As it turned out, the road to King’s Canyon was pretty danged curvy. With that under our belt and after talking to our neighbor who’d already driven into Sequoia in a similar truck, we ventured up the hairpin-curved highway to Sequoia to visit General Sherman. Arriving at the parking lot to see the general, you see the giant standing right in front of the museum. Oh wait, that’s not General Sherman, that giant is The Sentinel, which the sign explains that although the tree is 2,200 years old, it is just an average sized specimen in this grove. It definitely looked above average to us. The general’s grove was a few miles up the road.

The Sentinel

 The hike to see the general was a mere half mile straight down – the easy part.
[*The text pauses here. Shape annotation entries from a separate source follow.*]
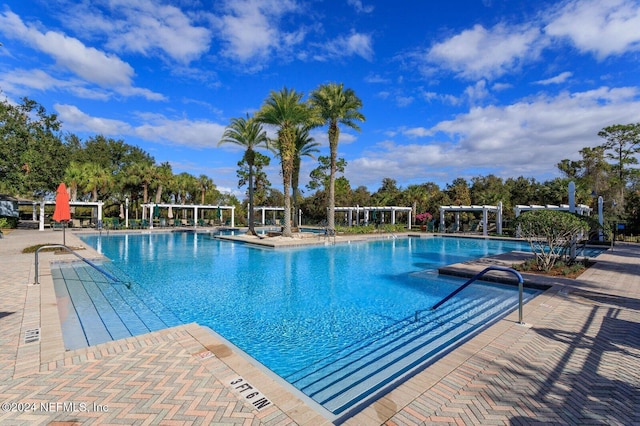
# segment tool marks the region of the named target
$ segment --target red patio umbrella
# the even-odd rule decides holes
[[[53,211],[53,220],[62,223],[62,244],[67,245],[64,229],[66,223],[71,220],[71,208],[69,207],[69,192],[67,186],[61,183],[56,191],[56,208]]]

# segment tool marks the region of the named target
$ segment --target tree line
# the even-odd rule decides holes
[[[555,165],[561,177],[539,182],[524,176],[502,179],[495,175],[470,180],[456,178],[441,188],[433,182],[398,186],[393,177],[380,187],[352,188],[343,173],[348,163],[337,158],[340,126],[359,130],[362,102],[342,84],[320,85],[307,100],[293,89],[272,91],[253,115],[234,118],[220,141],[245,148],[238,161],[239,187],[246,187],[246,200],[220,193],[212,178],[188,173],[174,174],[168,163],[157,164],[142,149],[122,140],[101,135],[84,141],[61,131],[55,114],[48,114],[36,101],[24,98],[18,105],[0,103],[0,193],[42,198],[51,195],[60,181],[78,200],[105,201],[107,215],[127,196],[133,205],[147,202],[234,204],[237,220],[247,217],[252,205],[285,206],[285,234],[298,225],[292,210],[303,211],[305,223],[324,223],[334,229],[333,206],[410,206],[413,217],[431,213],[438,220],[440,205],[495,205],[503,203],[505,221],[513,219],[517,204],[566,204],[567,187],[576,183],[576,202],[597,206],[604,200],[609,221],[626,222],[627,230],[640,233],[640,123],[616,124],[598,135],[604,142],[579,151],[579,160]],[[264,126],[273,126],[276,138],[267,137]],[[326,127],[329,155],[317,156],[319,144],[309,136],[315,127]],[[317,160],[306,188],[299,188],[302,157]],[[274,159],[281,166],[282,191],[274,188],[264,168]],[[112,210],[108,208],[112,205]],[[251,214],[252,209],[250,209]],[[287,217],[288,216],[288,217]],[[462,220],[473,219],[472,213]],[[333,221],[333,223],[332,223]],[[254,223],[253,218],[249,225]]]

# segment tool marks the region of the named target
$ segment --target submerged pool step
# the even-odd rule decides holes
[[[59,304],[64,305],[61,320],[66,349],[145,334],[179,323],[166,309],[159,309],[160,304],[144,291],[138,293],[148,297],[145,301],[124,283],[110,282],[84,264],[59,265],[52,271],[56,296]],[[156,306],[164,317],[149,306]]]
[[[407,320],[381,338],[350,348],[338,361],[316,364],[296,374],[293,384],[334,414],[340,414],[393,383],[460,337],[499,318],[517,303],[514,297],[452,300],[446,310]],[[291,380],[291,378],[289,379]]]

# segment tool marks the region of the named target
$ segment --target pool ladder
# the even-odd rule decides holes
[[[515,275],[515,277],[518,279],[518,324],[524,324],[522,322],[522,292],[523,292],[523,287],[524,287],[524,279],[522,278],[522,275],[520,275],[520,273],[518,271],[516,271],[515,269],[512,268],[507,268],[505,266],[489,266],[485,269],[483,269],[481,272],[478,272],[476,275],[474,275],[472,278],[470,278],[467,282],[465,282],[464,284],[462,284],[460,287],[458,287],[457,289],[455,289],[453,292],[451,292],[451,294],[449,294],[448,296],[446,296],[444,299],[442,299],[441,301],[439,301],[438,303],[436,303],[435,305],[433,305],[431,307],[431,309],[429,309],[430,311],[433,311],[435,309],[437,309],[439,306],[441,306],[443,303],[447,302],[449,299],[451,299],[453,296],[455,296],[456,294],[460,293],[462,290],[464,290],[467,286],[469,286],[471,283],[473,283],[474,281],[480,279],[480,277],[482,277],[484,274],[486,274],[489,271],[502,271],[502,272],[508,272],[510,274]],[[416,311],[415,314],[415,319],[417,321],[418,319],[418,314],[421,311]]]
[[[115,277],[114,275],[110,274],[109,272],[105,271],[104,269],[102,269],[101,267],[99,267],[98,265],[96,265],[95,263],[93,263],[92,261],[90,261],[89,259],[80,256],[78,253],[76,253],[74,250],[70,249],[69,247],[63,245],[63,244],[50,244],[50,245],[46,245],[46,246],[42,246],[42,247],[38,247],[38,249],[36,250],[36,273],[35,273],[35,281],[34,284],[40,284],[39,282],[39,275],[38,275],[38,255],[40,254],[40,250],[45,249],[45,248],[61,248],[61,249],[65,249],[66,251],[68,251],[69,253],[73,254],[74,256],[76,256],[78,259],[82,260],[83,262],[85,262],[87,265],[91,266],[93,269],[95,269],[96,271],[100,272],[102,275],[104,275],[105,277],[107,277],[108,279],[110,279],[113,282],[116,283],[121,283],[126,285],[128,288],[131,288],[130,283],[125,283],[122,280],[120,280],[119,278]]]

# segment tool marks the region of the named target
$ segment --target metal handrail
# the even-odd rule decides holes
[[[70,249],[69,247],[63,245],[63,244],[51,244],[51,245],[46,245],[46,246],[42,246],[42,247],[38,247],[38,249],[36,250],[36,274],[35,274],[35,282],[34,284],[40,284],[38,282],[38,254],[40,253],[40,250],[45,249],[45,248],[62,248],[65,249],[66,251],[68,251],[69,253],[73,254],[74,256],[76,256],[78,259],[82,260],[83,262],[85,262],[87,265],[91,266],[92,268],[94,268],[96,271],[100,272],[102,275],[104,275],[105,277],[109,278],[111,281],[113,282],[122,282],[122,280],[120,280],[119,278],[111,275],[110,273],[108,273],[107,271],[105,271],[104,269],[100,268],[98,265],[96,265],[95,263],[91,262],[89,259],[86,259],[82,256],[80,256],[78,253],[76,253],[75,251],[73,251],[72,249]]]
[[[481,272],[477,273],[472,278],[470,278],[466,283],[462,284],[460,287],[455,289],[451,294],[446,296],[444,299],[442,299],[441,301],[433,305],[431,307],[431,310],[437,309],[440,305],[442,305],[447,300],[451,299],[453,296],[455,296],[456,294],[464,290],[465,287],[467,287],[469,284],[473,283],[474,281],[478,280],[481,276],[483,276],[489,271],[509,272],[515,275],[516,278],[518,279],[518,293],[519,293],[518,294],[518,324],[524,324],[522,322],[522,293],[524,288],[524,279],[522,278],[522,275],[520,275],[518,271],[512,268],[507,268],[505,266],[489,266],[488,268],[485,268],[484,270],[482,270]]]

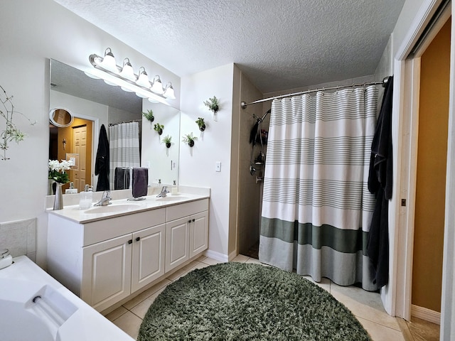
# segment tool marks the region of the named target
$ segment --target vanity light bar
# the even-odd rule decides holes
[[[122,68],[115,64],[115,60],[114,59],[114,56],[109,48],[106,49],[106,53],[105,55],[105,58],[100,57],[96,54],[92,54],[89,56],[90,64],[93,65],[97,72],[93,75],[88,75],[87,72],[86,75],[92,77],[95,76],[96,77],[101,78],[109,85],[118,85],[124,91],[135,92],[138,97],[148,98],[151,102],[160,102],[166,105],[170,105],[169,103],[166,102],[166,94],[164,94],[164,95],[159,95],[152,92],[151,88],[153,85],[148,81],[148,78],[146,82],[142,82],[141,84],[138,84],[136,82],[137,80],[139,79],[139,76],[141,80],[147,77],[147,74],[144,67],[141,67],[139,69],[139,75],[136,75],[134,72],[132,75],[132,72],[129,70],[128,75],[127,76],[125,72],[123,71],[125,65],[128,68],[132,67],[131,64],[129,63],[129,59],[125,58],[125,60],[124,61],[124,67]],[[109,56],[107,59],[110,60],[109,60],[109,64],[107,64],[109,66],[106,66],[107,64],[105,63],[103,63],[107,56]],[[134,76],[134,78],[132,76]],[[159,76],[158,77],[158,79],[159,80]],[[133,80],[136,80],[136,81]],[[149,86],[147,86],[147,83]],[[175,96],[170,96],[168,98],[173,99],[171,98],[172,97],[175,98]]]

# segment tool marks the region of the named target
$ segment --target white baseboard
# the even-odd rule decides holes
[[[204,256],[224,263],[229,261],[229,256],[227,254],[220,254],[220,252],[216,252],[210,249],[204,251]]]
[[[418,305],[411,305],[411,316],[441,325],[441,313]]]

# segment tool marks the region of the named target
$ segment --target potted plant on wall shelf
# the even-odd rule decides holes
[[[198,139],[197,137],[193,136],[193,132],[191,132],[190,134],[186,134],[182,137],[183,138],[182,141],[188,144],[190,147],[194,146],[195,140]]]
[[[171,148],[171,140],[172,139],[172,136],[169,135],[166,135],[163,138],[163,142],[166,144],[166,148]]]
[[[163,128],[164,128],[164,126],[163,124],[160,124],[159,123],[156,123],[154,125],[154,130],[156,131],[159,135],[163,134]]]
[[[202,117],[198,117],[196,120],[196,123],[198,124],[198,126],[199,126],[199,130],[203,131],[205,130],[205,123],[204,122],[204,119]]]
[[[155,119],[155,117],[154,116],[154,112],[152,110],[147,110],[147,112],[142,112],[142,115],[150,123],[153,122]]]
[[[216,114],[220,109],[220,102],[216,96],[210,97],[207,101],[204,101],[204,104],[208,107],[210,110],[213,112],[213,114]]]

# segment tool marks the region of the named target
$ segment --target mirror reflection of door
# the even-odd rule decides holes
[[[67,154],[77,155],[77,166],[68,170],[70,181],[74,183],[77,193],[83,190],[85,185],[92,185],[92,146],[93,121],[75,117],[70,126],[61,128],[51,126],[50,130],[49,158],[66,160]],[[63,185],[65,190],[69,183]]]
[[[87,158],[87,125],[73,128],[73,152],[79,155],[78,163],[73,170],[73,182],[77,192],[81,192],[85,186],[86,158]],[[70,177],[71,178],[71,177]]]

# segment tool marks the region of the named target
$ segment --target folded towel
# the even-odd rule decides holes
[[[129,188],[129,168],[128,167],[116,167],[114,176],[114,189],[126,190]]]
[[[148,185],[149,168],[133,168],[133,197],[146,195]]]

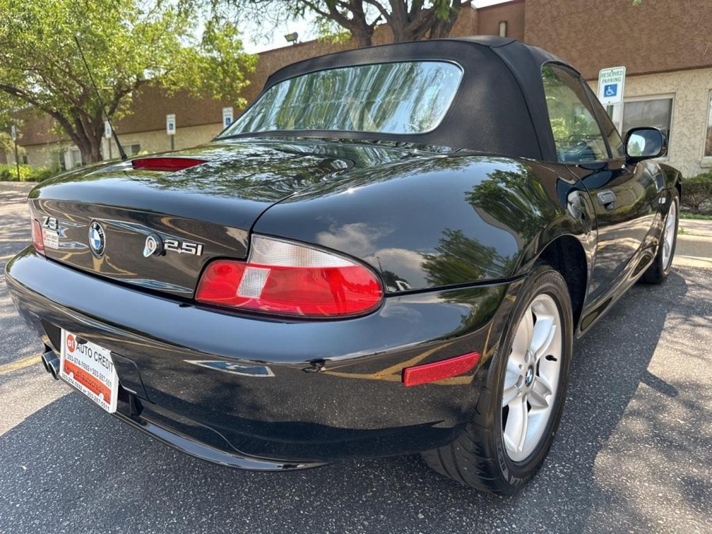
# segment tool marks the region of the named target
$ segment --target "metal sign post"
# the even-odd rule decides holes
[[[111,125],[108,120],[104,121],[104,137],[108,140],[106,144],[109,145],[109,159],[111,159]]]
[[[623,102],[625,67],[602,68],[598,73],[598,100],[603,105]]]
[[[17,155],[17,128],[15,125],[10,127],[10,135],[12,140],[15,142],[15,168],[17,169],[17,181],[20,181],[20,157]]]
[[[175,142],[174,140],[176,135],[176,116],[175,113],[169,113],[166,115],[166,133],[171,138],[171,150],[175,150]]]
Knowing that all the folks with better knees passing me on the way down would still be there mouths agape taking in the tree, I stopped short and viewed it from the “back” trying to imagine what it would have been like to wander through these woods  a few hundred years ago and happen upon an unmolested grove of giants. Apart from their size, the luster of the reddish-gold bark and the emerald green foliage atop sets them apart from the rest of the forest trees. With the sun’s rays filtering through the undersized canopy, the giants seem a bit unworldly.  Trudging back up that steep hill to the visitor center, the crowd seemed subdued and reflective to have stood in the presence of a living fossil, perhaps wondering at all these trees had witnessed. 

General Sherman on Approach

General Sherman Clip

Necks stiff from looking up at trees and Pat’s shoulder sore from maneuvering the tight curves for two days, we spent the next day catching up on laundry and resting. Of course resting involves bird-watching for me. Once you quit jerking your head around at the Acorn Woodpeckers, there were actually quite a few other interesting birds hanging around the river.

Bullock’s Oriole –  With an orange orchard just across the road I expected to see a lot of orioles, but this fellow was the only oriole I saw on the campground side of the street.

I love the way this Black Phoebe looks like our Eastern Phoebes putting on the Ritz in a tuxedo.

Ash-throated flycatchers migrate from the Pacific slope of Mexico and Honduras up to their spring breeding grounds, often in California.

 Red-shouldered hawks feed mostly on small mammals, amphibians and reptiles. This one was in a good feeding area where gophers and blue belly lizards are plentiful.


Blue Belly Lizard


The next day we checked out Lake Kaweah, a large catchment for melting snowfall and rain from the Sierras and transported by the Kaweah River. It was built by the Army Corps of Engineers both as a flood control and irrigation for the orchards.


After listening to wild turkeys call all during our stay, I took Sacha on a walk before we loaded up to move on. I could hear the turkeys on the river so Sacha and I headed that way. The hen flew across the river, but when the tom saw Sacha, he stood his ground and put on a full display as a warning. I took this shot as we turned away and hit the road.